Аскар-Нияз уже не предлагал выпить. Было очень поздно; и все же никому из двоих не хотелось спать.
– Я не сказал ни слова о своей матери. Наверное, потому, что я ее почти не помню. Как я узнал много лет спустя, она была полячка, дочь ссыльного шляхтича, родившегося в России. Однажды я рылся в отцовской библиотеке и нашел фотографию женщины с красивым, но по-мужски волевым лицом и спросил у отца, кто это. Он сперва растерялся, что было на него непохоже, но тут же рассердился и отчитал меня за то, что я без спросу беру его книги.
До сих пор не знаю, что между ними произошло, почему она оставила отца, когда мне исполнилось три года? Почему не взяла меня с собой?
Отец так и не женился вновь. Воспитывала меня нянька, затем гувернер-швейцарец, милейший господин Кон. Он, кстати, научил меня стрелять из лука, играть в теннис и болтать по-французски. Уже обучаясь в лицее, я проводил с господином Коном воскресные дни и каникулы…
Андрей на секунду умолк.
– Хотите, Андрей Дмитриевич, я заварю чаю по-нашему, по-бухарски? – спросил Аскар-Нияз. – Всего десять минут. – Он вышел на кухню, а Андрей застыл в кресле, прикрыв глаза. Брови его были сведены к переносице, уголки губ изредка вздрагивали. Впрочем, вернувшись с чайником, Аскар-Нияз не заметил этого.
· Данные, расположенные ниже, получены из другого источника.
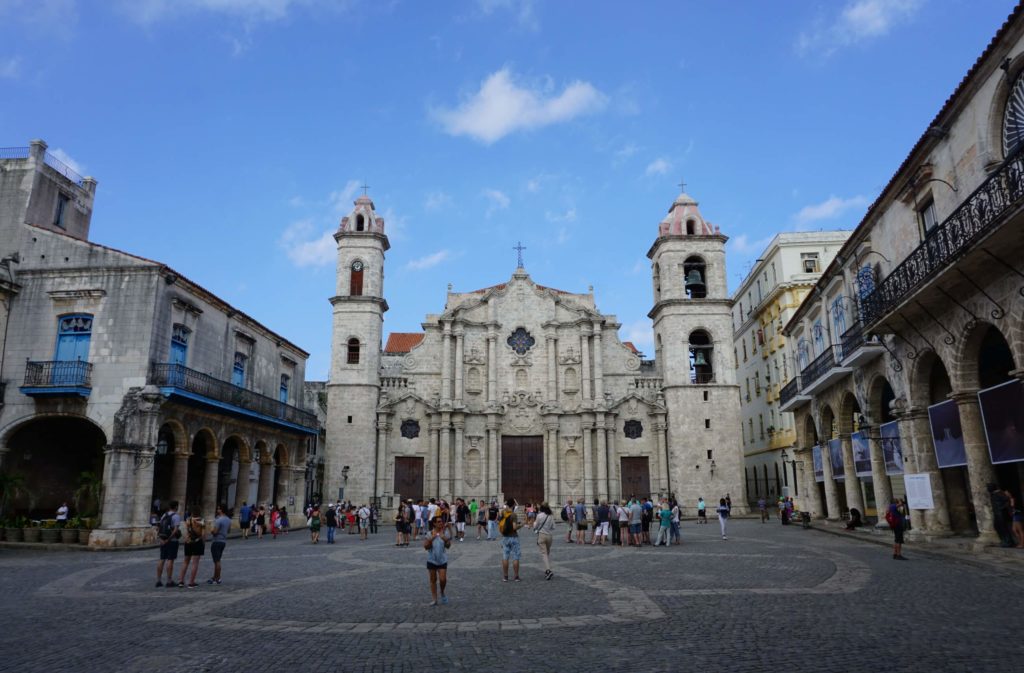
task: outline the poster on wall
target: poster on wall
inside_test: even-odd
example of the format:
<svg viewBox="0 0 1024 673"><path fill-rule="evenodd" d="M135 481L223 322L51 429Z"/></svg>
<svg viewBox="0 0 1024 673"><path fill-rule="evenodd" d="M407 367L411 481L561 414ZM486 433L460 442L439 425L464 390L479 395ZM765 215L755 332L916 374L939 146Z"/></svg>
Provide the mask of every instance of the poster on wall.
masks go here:
<svg viewBox="0 0 1024 673"><path fill-rule="evenodd" d="M935 446L935 460L939 467L967 465L964 429L959 424L956 403L949 399L932 405L928 408L928 420L932 426L932 444Z"/></svg>
<svg viewBox="0 0 1024 673"><path fill-rule="evenodd" d="M867 444L867 433L857 431L850 435L853 445L853 468L857 476L871 475L871 449Z"/></svg>
<svg viewBox="0 0 1024 673"><path fill-rule="evenodd" d="M906 506L910 509L934 509L935 502L932 500L932 480L928 473L925 474L904 474L903 483L906 486Z"/></svg>
<svg viewBox="0 0 1024 673"><path fill-rule="evenodd" d="M903 473L903 446L899 440L899 421L879 426L882 435L882 458L886 461L886 474Z"/></svg>
<svg viewBox="0 0 1024 673"><path fill-rule="evenodd" d="M1024 381L1007 381L978 392L992 464L1024 460Z"/></svg>
<svg viewBox="0 0 1024 673"><path fill-rule="evenodd" d="M846 479L846 470L843 468L843 440L828 440L828 464L833 468L833 478L837 481Z"/></svg>

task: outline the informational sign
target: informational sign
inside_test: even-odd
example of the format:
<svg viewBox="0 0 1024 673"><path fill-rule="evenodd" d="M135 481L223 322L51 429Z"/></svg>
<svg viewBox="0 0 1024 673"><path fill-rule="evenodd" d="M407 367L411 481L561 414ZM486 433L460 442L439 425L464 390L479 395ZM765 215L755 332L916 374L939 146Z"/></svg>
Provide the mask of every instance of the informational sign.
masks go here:
<svg viewBox="0 0 1024 673"><path fill-rule="evenodd" d="M1024 460L1024 381L1007 381L978 392L992 463Z"/></svg>
<svg viewBox="0 0 1024 673"><path fill-rule="evenodd" d="M899 421L879 426L882 435L882 457L886 461L886 474L903 473L903 445L899 438Z"/></svg>
<svg viewBox="0 0 1024 673"><path fill-rule="evenodd" d="M910 509L934 509L932 500L932 480L928 473L904 474L903 483L906 487L906 506Z"/></svg>
<svg viewBox="0 0 1024 673"><path fill-rule="evenodd" d="M828 440L828 464L833 468L833 478L837 481L846 479L846 469L843 467L843 440Z"/></svg>
<svg viewBox="0 0 1024 673"><path fill-rule="evenodd" d="M956 403L949 399L932 405L928 408L928 420L932 426L932 444L935 446L935 460L939 467L967 465L964 429L961 427Z"/></svg>
<svg viewBox="0 0 1024 673"><path fill-rule="evenodd" d="M850 435L853 445L853 467L857 476L871 475L871 448L867 444L867 433L857 431Z"/></svg>

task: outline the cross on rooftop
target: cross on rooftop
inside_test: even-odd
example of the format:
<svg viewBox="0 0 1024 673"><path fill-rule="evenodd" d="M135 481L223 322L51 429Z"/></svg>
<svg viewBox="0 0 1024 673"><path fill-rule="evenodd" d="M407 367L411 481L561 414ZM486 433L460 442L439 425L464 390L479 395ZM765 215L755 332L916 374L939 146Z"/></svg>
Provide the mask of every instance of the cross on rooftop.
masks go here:
<svg viewBox="0 0 1024 673"><path fill-rule="evenodd" d="M524 268L524 266L522 265L522 251L525 250L526 248L522 245L522 241L516 242L516 245L513 246L512 249L518 253L518 262L519 262L518 268Z"/></svg>

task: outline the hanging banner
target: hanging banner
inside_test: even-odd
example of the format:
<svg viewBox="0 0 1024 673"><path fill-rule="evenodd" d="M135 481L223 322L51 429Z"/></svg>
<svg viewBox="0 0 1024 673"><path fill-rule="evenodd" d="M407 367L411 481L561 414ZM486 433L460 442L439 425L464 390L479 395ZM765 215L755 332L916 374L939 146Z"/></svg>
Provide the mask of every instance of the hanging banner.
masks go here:
<svg viewBox="0 0 1024 673"><path fill-rule="evenodd" d="M910 509L934 509L932 500L932 480L928 474L904 474L903 483L906 487L906 506Z"/></svg>
<svg viewBox="0 0 1024 673"><path fill-rule="evenodd" d="M871 449L867 444L867 433L857 431L850 435L853 445L853 467L857 476L871 475Z"/></svg>
<svg viewBox="0 0 1024 673"><path fill-rule="evenodd" d="M992 464L1024 460L1024 381L980 390L978 404Z"/></svg>
<svg viewBox="0 0 1024 673"><path fill-rule="evenodd" d="M903 473L903 446L899 439L899 421L879 426L882 435L882 457L886 461L886 474Z"/></svg>
<svg viewBox="0 0 1024 673"><path fill-rule="evenodd" d="M939 467L967 465L964 429L959 424L956 403L949 399L932 405L928 408L928 420L932 426L932 444L935 446L935 460Z"/></svg>
<svg viewBox="0 0 1024 673"><path fill-rule="evenodd" d="M837 481L846 479L846 469L843 467L843 440L828 440L828 464L833 468L833 478Z"/></svg>

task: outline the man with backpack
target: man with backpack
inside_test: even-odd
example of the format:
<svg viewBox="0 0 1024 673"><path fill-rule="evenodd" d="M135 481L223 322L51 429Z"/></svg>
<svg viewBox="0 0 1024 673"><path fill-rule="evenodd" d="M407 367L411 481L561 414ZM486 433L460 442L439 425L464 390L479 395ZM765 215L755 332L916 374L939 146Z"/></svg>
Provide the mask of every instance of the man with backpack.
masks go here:
<svg viewBox="0 0 1024 673"><path fill-rule="evenodd" d="M157 528L157 537L160 538L160 560L157 562L157 587L164 586L161 577L164 574L164 563L167 562L167 587L175 586L174 580L174 559L178 557L178 538L181 537L179 528L181 517L178 516L178 501L172 500L167 511L160 517L160 524Z"/></svg>

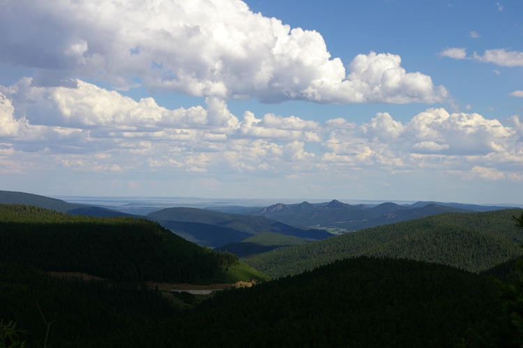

– Прошу, Андрей Дмитриевич, – сказал он, протягивая пиалу и сделав левой рукой едва заметное движение к сердцу. – Скажу по чести: вкуснее напитка не знаю. – Он налил себе и, смакуя, отпил глоточек.
– Итак, отец решил вернуться в Россию. Здесь, пожалуй, начинается самое главное и, не скрою, самое печальное, и самое радостное, что было пока в моем жизни.
Мы перешли границу на удивление свободно. Я даже не заметил, как это произошло. Долго ехали по пересохшему руслу, затем по пескам, к вечеру спешились у чайханы, присели на помост, и я обратил вниманием на портрет Ленина в траурной ленте. Отец перехватил мой удивленный взгляд.
– Вот мы и дома, – сказал он.
Как сейчас, вижу отца. В белой полотняной рубашке без ворота, с загорелой грудью, с русой короткой бородой, он был похож на агронома или землемера – на русского интеллигента, давно живущего в Азии.
В ту пору в Ташкенте нетрудно было выправить документы на чужое имя и жить беспечно. Кое-кто так и сделал. Сын митрополита туркестанского, к примеру вступил в партию и до сих пор, никем не узнанный, преподает в комвузе политэкономию.
Отец не терпел масок. Он сказал:
– Такое не по мне.
В первый же день он продал на рынке золотые часы, единственное, что у него осталось. Мы сняли комнатку в доме у одного узбека на Шейхантауре и прожили там неделю. Хозяин наш прежде не знал отца, но отнесся к нему очень участливо. По вечерам они о чем-то подолгу беседовали.
Во вторник утром отец ушел, не сказав, как всегда, куда и зачем. Больше я его не видел.
В отцовском пиджаке я нашел несколько рублей и уже знакомую мне фотографию. Теперь я не сомневался, что это – моя мать. На обороте фотографии появилась надпись, сделанная рукой отца: «Париж. Госпиталь Сент-Себастьян. Доктор Августина Валевская».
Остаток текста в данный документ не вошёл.